Nearly 55% of the FDI inflow came from Singapore ($13.6 billion) and Mauritius ($8.3 billion) for the FY 2016. The US contributed only 10% ($4.19 billion) of the FDI inflow. The significant inflow from smaller countries has made government to rethink about their tax avoidance agreements with these countries. This further has prompted the government to change the a tax treaty with Mauritius government.
As you can see, the renegotiation of the Mauritius treaty has been well understood – people have already started moving to Singapore.
To read in detail about the Mauritius Tax Treaty, visit our previous post titled “The Simplified Version: What It Means When Mauritius Based Investors Are Taxed in India From 2017“
Singapore overtook Mauritius as the top investor for the current year. Mauritius inflows declined to $8.3 billion for FY 2016 compared to previous year of $9.03 billion. The falling oil prices has prompted UAE to steadily look for other alternatives. Its FDI in India has significantly increased to $1 billion in FY 2016 from $367 million in FY 2015. Though investments from European countries has reduced, contributions from US and Japan have increased.
For the year the general service Industry (financial services, R&D, Tech etc) has received the highest inflows of $6.8 billion followed by IT sector with $5.9 billion.

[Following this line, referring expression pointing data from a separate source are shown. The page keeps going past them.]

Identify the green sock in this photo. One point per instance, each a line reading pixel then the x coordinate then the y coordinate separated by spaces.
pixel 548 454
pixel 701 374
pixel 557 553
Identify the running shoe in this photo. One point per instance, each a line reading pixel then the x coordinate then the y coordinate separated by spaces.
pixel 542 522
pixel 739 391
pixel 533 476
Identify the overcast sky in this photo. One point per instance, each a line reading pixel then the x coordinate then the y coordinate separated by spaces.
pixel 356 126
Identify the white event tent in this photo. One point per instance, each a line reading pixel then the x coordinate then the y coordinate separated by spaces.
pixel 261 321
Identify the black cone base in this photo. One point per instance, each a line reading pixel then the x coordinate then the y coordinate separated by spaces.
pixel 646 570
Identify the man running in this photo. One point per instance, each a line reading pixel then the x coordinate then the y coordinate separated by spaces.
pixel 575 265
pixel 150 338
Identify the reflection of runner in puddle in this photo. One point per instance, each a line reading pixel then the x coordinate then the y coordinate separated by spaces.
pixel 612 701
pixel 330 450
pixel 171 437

The real estate sector has not been of much interest for the investors, due to a slump in the RE market.
Foreign investors are always in awe of Indian IT industry. The FDI inflow in the IT sector has increased by 1.5 times. Their is a drastic drop of 50% in telecom sector. The huge spectrum rates and tax evasion cases against Vodafone India have made investors skeptical about this sector.
The auto sector has always seen a steady inflow of foreign investment, but for the current year, it has decreased by 7% to $2.5 billion. Governments ban on diesel vehicles of more the 2000 cc, has put a red spot on the Indian auto industry. Investors are more cautious and want some concrete road plan next few years to invest in India.

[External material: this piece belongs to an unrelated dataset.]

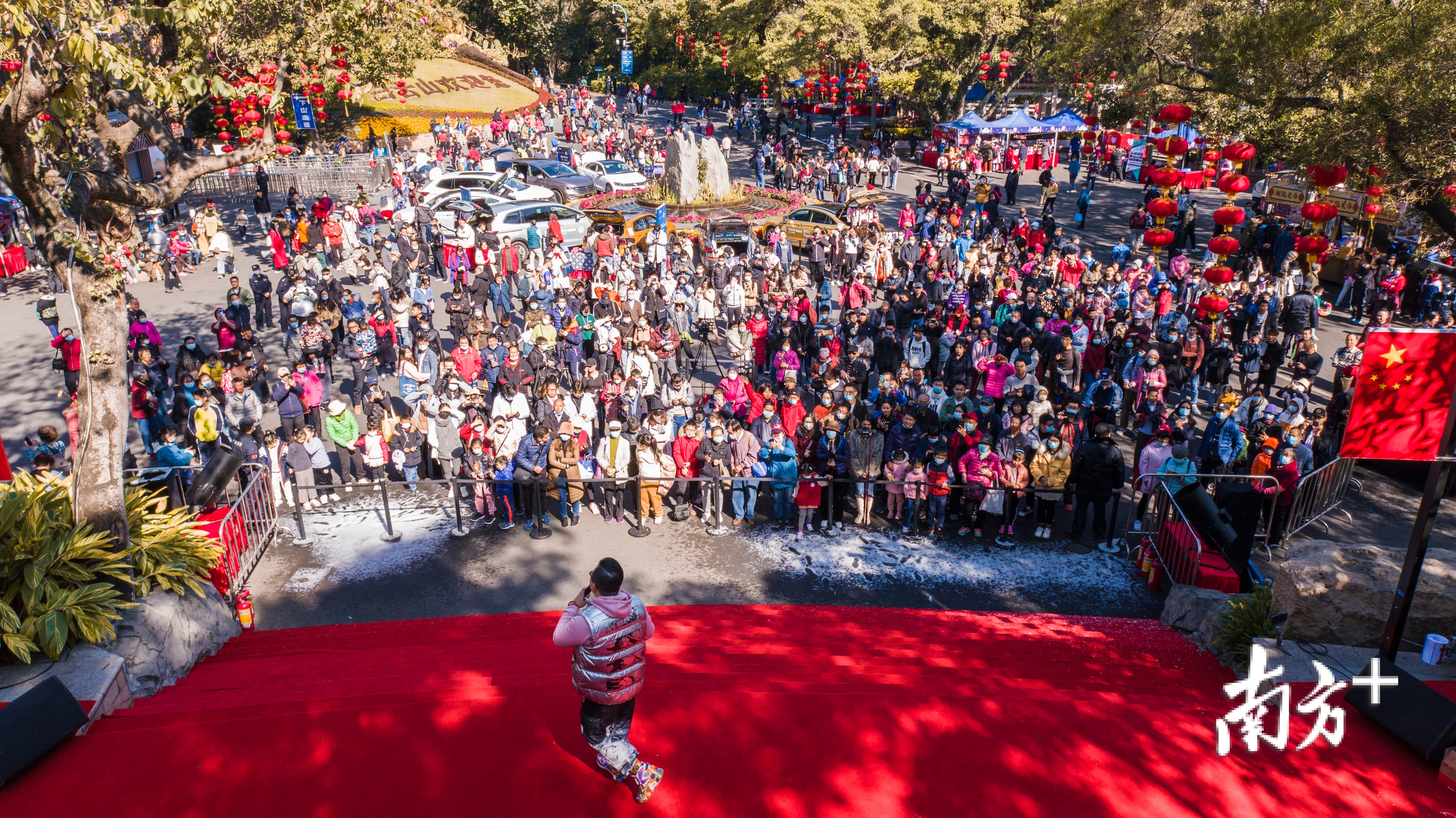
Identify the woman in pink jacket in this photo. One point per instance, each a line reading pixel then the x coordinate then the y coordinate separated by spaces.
pixel 997 370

Pharma sector investments dropped by 50% to $754 million for FY 2016. Pharma has been the out performer till Dec 2015, post that most of the pharma companies (Sun, DrReddy, Cadilla, Wockhardt etc) has received the warning letters from Food and Drug Administration department of US. USA and Europe are the major export destinations for the pharma industry.
Though Government has relaxed the FDI cap in different sectors, but policies are stringent and are creating roadblocks in paving way for new projects.
The FDI cap on different industry sectors in India is listed below:
Though India has jumped 12 places in ease of doing business according to World Bank Report, but still it has not attracted enough FDI to support big economic growth. India with its huge consumer base and fast growing economy tag is still not able to catch the eyes of the US and European investors. India needs a lot more FDI which would not just bring in the money, but also the know-how to deal with growth and other complexities.
However, as the rupee is non-convertible in the capital account, Indian regulations are complex around what will be okay as FDI and what will need further approvals. Foreign capital is welcome in some sectors, like Banking, wholesale trade, IT services etc. But it’s not allowed as easily in defence, retail trade, insurance etc.
As we move ahead, the importance of FDI will be higher and higher. Capital will flow in primarily to access India’s large consumer base, rather than to set up a manufacturing hub for exports. The current model of startups may lose favour, but FDI in strong, growing sectors will always be available, and India will remain a large underserved market for a long time.
The renegotiations of treaties will impact FDI somewhat, as taxation is a solid reason many of these companies come through Mauritius. But as we are seeing, many of them have moved to Singapore instead, where the treaty is not yet changed. What will FY17 bring? We would like to see more in the defence, manufacturing and logistics sectors which have a large amount of room to grow.